Some 40 companies and associations are expected to file friend-of-the-court briefs Thursday.

Chip Somodevilla, Gabriella Demczuk / Getty

During a marathon Congressional hearing, Apple declined to propose its own legislative solution for striking the proper balance between a citizen’s right to privacy and security and law enforcement’s need for evidence to prosecute crimes.

Wisconsin Rep. Jim Sensenbrenner warned: “I can tell you you’re not going to like what comes out of Congress.”

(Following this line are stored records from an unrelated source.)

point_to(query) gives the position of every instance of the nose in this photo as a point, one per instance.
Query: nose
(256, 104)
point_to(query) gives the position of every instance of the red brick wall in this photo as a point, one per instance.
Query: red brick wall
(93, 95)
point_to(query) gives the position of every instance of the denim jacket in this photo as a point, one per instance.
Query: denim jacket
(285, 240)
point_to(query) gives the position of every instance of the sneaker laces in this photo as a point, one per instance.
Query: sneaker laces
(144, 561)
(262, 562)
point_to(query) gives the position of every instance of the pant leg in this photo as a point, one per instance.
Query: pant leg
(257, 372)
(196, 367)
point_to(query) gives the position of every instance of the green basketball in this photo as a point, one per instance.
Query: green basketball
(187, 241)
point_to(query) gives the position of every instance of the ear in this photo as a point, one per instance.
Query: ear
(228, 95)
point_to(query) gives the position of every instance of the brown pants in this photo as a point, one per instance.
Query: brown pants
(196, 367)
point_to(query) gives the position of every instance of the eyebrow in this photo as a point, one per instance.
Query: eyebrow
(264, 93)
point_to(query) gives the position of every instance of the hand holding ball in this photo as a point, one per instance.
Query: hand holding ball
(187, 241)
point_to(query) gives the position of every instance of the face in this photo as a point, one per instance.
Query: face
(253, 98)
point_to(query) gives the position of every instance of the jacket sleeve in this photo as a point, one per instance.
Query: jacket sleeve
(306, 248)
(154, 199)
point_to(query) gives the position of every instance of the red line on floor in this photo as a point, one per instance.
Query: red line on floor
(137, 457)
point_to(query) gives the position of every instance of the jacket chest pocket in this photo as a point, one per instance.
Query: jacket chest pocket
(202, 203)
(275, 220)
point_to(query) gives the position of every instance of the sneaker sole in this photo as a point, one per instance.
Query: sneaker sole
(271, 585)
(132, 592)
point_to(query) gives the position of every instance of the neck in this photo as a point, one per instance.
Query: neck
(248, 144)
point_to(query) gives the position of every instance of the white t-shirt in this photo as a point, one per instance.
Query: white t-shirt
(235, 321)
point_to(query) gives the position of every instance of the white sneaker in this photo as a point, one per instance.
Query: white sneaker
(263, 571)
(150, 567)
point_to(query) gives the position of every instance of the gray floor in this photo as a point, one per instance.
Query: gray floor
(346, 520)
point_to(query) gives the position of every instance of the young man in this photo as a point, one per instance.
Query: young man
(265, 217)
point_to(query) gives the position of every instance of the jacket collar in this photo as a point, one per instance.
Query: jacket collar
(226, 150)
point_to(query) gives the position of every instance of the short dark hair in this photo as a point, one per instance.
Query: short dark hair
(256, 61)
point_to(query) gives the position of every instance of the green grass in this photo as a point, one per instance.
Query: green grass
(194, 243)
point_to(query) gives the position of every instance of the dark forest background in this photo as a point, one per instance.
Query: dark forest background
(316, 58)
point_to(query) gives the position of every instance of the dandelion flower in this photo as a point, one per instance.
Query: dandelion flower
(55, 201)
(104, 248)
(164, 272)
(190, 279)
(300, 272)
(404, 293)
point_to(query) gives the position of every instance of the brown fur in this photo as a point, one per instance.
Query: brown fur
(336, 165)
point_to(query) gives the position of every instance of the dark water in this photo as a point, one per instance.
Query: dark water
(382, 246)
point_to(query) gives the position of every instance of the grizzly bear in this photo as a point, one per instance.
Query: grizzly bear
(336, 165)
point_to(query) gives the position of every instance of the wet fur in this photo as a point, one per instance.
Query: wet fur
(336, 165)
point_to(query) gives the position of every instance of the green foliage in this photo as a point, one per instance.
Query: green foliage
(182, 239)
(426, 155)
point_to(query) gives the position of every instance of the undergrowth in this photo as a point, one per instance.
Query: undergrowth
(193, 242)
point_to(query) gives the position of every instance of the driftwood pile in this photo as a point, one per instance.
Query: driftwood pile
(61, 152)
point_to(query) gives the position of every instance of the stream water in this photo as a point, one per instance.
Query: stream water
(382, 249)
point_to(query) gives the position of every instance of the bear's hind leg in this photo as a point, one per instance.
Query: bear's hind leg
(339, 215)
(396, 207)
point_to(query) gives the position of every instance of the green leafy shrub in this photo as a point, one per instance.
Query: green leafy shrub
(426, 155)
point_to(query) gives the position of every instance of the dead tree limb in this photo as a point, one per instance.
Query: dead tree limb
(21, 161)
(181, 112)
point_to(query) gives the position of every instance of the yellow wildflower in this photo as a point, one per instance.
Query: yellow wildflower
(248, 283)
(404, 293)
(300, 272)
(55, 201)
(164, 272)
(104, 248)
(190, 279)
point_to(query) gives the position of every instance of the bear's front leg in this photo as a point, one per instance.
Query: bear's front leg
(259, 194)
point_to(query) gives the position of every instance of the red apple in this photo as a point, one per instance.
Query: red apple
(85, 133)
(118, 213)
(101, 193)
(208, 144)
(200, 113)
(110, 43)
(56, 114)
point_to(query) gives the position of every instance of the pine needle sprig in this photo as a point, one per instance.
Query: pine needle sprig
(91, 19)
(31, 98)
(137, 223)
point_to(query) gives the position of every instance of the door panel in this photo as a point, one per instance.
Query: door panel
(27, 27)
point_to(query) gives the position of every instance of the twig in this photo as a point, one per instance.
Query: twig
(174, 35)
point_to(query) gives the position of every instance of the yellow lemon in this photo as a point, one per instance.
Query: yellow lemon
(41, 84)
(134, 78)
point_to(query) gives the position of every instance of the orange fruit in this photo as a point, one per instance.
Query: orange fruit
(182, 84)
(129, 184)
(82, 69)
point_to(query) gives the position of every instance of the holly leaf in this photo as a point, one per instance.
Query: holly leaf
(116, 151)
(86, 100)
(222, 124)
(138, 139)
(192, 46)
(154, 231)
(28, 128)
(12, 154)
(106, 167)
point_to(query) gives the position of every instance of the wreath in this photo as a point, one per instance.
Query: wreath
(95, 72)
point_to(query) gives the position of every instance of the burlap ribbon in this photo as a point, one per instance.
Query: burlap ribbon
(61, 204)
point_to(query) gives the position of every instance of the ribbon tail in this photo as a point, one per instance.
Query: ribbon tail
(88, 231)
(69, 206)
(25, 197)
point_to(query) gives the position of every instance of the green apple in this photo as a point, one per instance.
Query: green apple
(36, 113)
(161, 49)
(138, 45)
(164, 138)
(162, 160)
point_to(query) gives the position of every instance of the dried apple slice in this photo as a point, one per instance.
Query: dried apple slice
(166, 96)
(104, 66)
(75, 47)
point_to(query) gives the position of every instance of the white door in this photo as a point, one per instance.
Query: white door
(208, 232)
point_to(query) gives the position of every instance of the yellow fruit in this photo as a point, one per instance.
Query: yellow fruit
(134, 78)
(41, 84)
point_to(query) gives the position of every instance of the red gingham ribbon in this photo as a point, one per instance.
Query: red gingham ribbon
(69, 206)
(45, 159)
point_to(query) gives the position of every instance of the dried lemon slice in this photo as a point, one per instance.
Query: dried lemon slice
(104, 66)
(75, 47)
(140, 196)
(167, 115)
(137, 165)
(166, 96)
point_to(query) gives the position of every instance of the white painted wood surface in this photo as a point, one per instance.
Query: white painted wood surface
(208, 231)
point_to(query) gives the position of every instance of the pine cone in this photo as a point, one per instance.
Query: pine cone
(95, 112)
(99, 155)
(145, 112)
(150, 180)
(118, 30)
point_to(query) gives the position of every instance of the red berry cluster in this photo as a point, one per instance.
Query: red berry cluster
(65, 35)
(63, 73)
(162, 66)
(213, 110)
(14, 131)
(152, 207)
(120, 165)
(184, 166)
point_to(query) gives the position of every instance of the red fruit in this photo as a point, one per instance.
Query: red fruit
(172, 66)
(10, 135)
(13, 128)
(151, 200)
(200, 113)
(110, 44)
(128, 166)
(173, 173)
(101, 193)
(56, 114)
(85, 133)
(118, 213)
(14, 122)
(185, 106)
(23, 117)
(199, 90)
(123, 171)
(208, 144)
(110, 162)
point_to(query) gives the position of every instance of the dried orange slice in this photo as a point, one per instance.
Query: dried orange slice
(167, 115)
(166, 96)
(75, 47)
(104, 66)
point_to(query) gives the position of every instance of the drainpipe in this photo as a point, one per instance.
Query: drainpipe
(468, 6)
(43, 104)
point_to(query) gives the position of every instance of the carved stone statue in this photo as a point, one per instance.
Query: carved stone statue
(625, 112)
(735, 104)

Here’s what D.C. is working on right now:

  • Senators Richard Burr and Dianne Feinstein are drafting a bill that would force companies to decrypt data under court order. One Capitol Hill source said they’re still trying to find a consensus.
  • House Homeland Security Committee Chairman Rep. Michael McCaul has proposed forming a Digital Security commission — composed of experts from the tech industry, intelligence community and privacy advocates — to come up with some suggestions. This is an approach Apple CEO Tim Cook has openly endorsed (and it’s also the Beltway’s time-honored tactic for deferring action on sensitive issues).
  • Sensenbrenner, the conservative Republican who co-authored the Patriot Act and also the USA Freedom Act, might draft a bill that favors law enforcement. But other members of the House Judiciary Committee seemed to recognize the value of strong encryption. Democratic Rep. John Conyers even chastised the FBI: “Can you appreciate my frustration with what appears to be little more than an end-run around this committee?”

Apple, meanwhile, is reportedly working on bolstering security features to make it harder for the government to hack its devices in the future. And that could very well be Apple’s endgame. If it can get a new phone to market that is essentially uncrackable, any legislative outcome may be moot.

Technology and advocacy groups have been rallying around Apple.

Some 40 companies and associations are expected to file friend-of-the-court briefs Thursday supporting Apple’s position in the face of a court order requiring the company to help the FBI circumvent encryption on the iPhone used by one of the attackers in the San Bernardino mass shooting.

Even the spouse of one of the survivors in the Dec. 2 attack, Salihin Kondoker, wrote a letter to the judge supporting Apple’s position on encryption.

“In the wake of this terrible attack, I believe strongly we need stronger gun laws,” Kondoker wrote. “It was guns that killed innocent people, not technology.”